Glimmers of firelight flared from the cracks in a black screen of sewed leaves as tall as a man. The camp had been easier to track by smell than by sight, as an acrid odor suffused the smoke. Fleta stirred fitfully in her cocoon of arms, and Alexei wondered how her people could sleep with that awful smoke. Fleta's people seemed to need lots of sleep, but if the smoke discouraged giant beasts from eating them, they probably learned to tolerate it.
These strangers of Fleta's realm camped on nets spread wide across the thin branches of the high canopy. About ten slept in a few different clusters, whatever the thin branches would support. Another two stood apart, moving around the camp or checking the fire, clearly on watch. The configuration was odd: the sleepers sprawled out through the camp so that the watchers couldn't keep them all in view at the same time—bad planning. Someone was likely to disappear. No one from the Deathless Faire would be so careless about sleeping.
Darkness smothered the details of the camp.
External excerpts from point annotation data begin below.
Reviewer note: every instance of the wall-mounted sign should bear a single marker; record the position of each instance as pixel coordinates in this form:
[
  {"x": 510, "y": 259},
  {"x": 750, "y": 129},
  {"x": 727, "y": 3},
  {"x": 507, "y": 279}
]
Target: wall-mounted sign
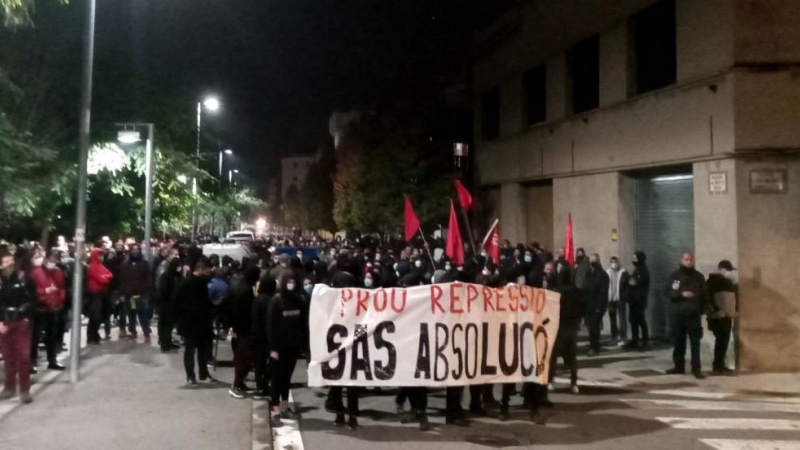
[
  {"x": 718, "y": 182},
  {"x": 768, "y": 181}
]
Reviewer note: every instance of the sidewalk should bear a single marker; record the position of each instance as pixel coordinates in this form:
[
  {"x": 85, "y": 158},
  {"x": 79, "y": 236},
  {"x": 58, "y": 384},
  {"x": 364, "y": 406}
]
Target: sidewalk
[{"x": 130, "y": 396}]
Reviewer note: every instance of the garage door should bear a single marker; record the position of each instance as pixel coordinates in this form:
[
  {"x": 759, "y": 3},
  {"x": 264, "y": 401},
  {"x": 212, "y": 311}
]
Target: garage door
[{"x": 664, "y": 227}]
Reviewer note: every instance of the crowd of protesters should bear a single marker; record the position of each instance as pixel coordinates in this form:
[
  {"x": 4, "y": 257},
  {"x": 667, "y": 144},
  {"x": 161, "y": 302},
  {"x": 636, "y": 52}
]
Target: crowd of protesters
[{"x": 262, "y": 304}]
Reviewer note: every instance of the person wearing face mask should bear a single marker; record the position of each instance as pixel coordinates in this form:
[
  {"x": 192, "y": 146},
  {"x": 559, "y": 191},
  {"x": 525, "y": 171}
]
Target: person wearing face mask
[
  {"x": 17, "y": 303},
  {"x": 687, "y": 304},
  {"x": 581, "y": 267},
  {"x": 617, "y": 290},
  {"x": 51, "y": 291},
  {"x": 98, "y": 280},
  {"x": 288, "y": 337},
  {"x": 595, "y": 291},
  {"x": 637, "y": 292},
  {"x": 135, "y": 289},
  {"x": 195, "y": 321},
  {"x": 721, "y": 288}
]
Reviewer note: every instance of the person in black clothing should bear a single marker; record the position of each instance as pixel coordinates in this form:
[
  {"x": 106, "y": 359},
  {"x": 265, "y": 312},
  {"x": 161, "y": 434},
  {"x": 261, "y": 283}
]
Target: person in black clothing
[
  {"x": 259, "y": 335},
  {"x": 167, "y": 283},
  {"x": 242, "y": 295},
  {"x": 288, "y": 333},
  {"x": 334, "y": 403},
  {"x": 636, "y": 298},
  {"x": 570, "y": 316},
  {"x": 195, "y": 320},
  {"x": 595, "y": 292},
  {"x": 687, "y": 303}
]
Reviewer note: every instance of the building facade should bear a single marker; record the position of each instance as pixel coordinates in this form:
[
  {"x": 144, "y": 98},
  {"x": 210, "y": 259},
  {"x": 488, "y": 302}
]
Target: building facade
[{"x": 660, "y": 126}]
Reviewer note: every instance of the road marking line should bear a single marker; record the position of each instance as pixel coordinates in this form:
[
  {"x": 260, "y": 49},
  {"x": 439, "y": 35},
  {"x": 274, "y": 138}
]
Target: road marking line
[
  {"x": 684, "y": 423},
  {"x": 288, "y": 437},
  {"x": 745, "y": 444},
  {"x": 700, "y": 405}
]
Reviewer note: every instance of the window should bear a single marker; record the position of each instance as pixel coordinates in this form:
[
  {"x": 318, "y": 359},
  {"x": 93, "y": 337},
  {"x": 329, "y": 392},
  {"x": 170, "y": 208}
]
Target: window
[
  {"x": 654, "y": 47},
  {"x": 536, "y": 94},
  {"x": 584, "y": 75},
  {"x": 490, "y": 114}
]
The camp had tied many of their packs in a bunch at the base of a thicker limb. Still, the watchers would occasionally kneel in a way that suggested they were removing items from loose packs within the camp. Which of these packs contained the seeds that opened the Gate, if any of them did, was impossible to tell. If they were important, perhaps Fleta's people would keep them tied to the tree trunk to ensure they didn't fall. Or maybe a pack was hidden in the shadow of a sleeping body, unwilling to let the precious cargo out of reach. Or perhaps such precious cargo was in a more intimate container: a pouch around the neck. Alexei would only know where to look for the seed keys once he was practically in the camp.
Alexei climbed closer.
The watchers did not look up. Perhaps they expected the canopy to protect them from giant birds and the birds to protect them from predators. They did not expect a creature like Alexei, who could change forms and was clever enough to use camouflage. He could let himself down into one of their blindspots, like the human spider he resembled. Of course, he would have to do something about the watchers before they spotted him. He flexed a long arm, instantly turning it into a blade and back. He hadn't used a blade arm in a fight yet, but he wasn't worried. It felt… natural.
Fleta sneezed and woke.
Instinctually, Alexei pulled his limbs close to his body in a defensive stance. Still, his skinny branch was overwhelmed by the sudden concentration of weight. The branch tilted and dipped towards the firelight while the watchers scrambled at the noise and roused the sleepers. Alexei dropped Fleta down on the camp net. He retracted his spidery limbs and resumed his usual approximation of a human form. When the watchers lifted the fire screen to shed light on the two, they saw a blinking, yawning Fleta, pale pink and freckled cheeks rouged with dim flickers of escaped firelight. Next to her, the Gate man stood, awkwardly hiding an extra pair of arms behind his back, two mouths grimacing.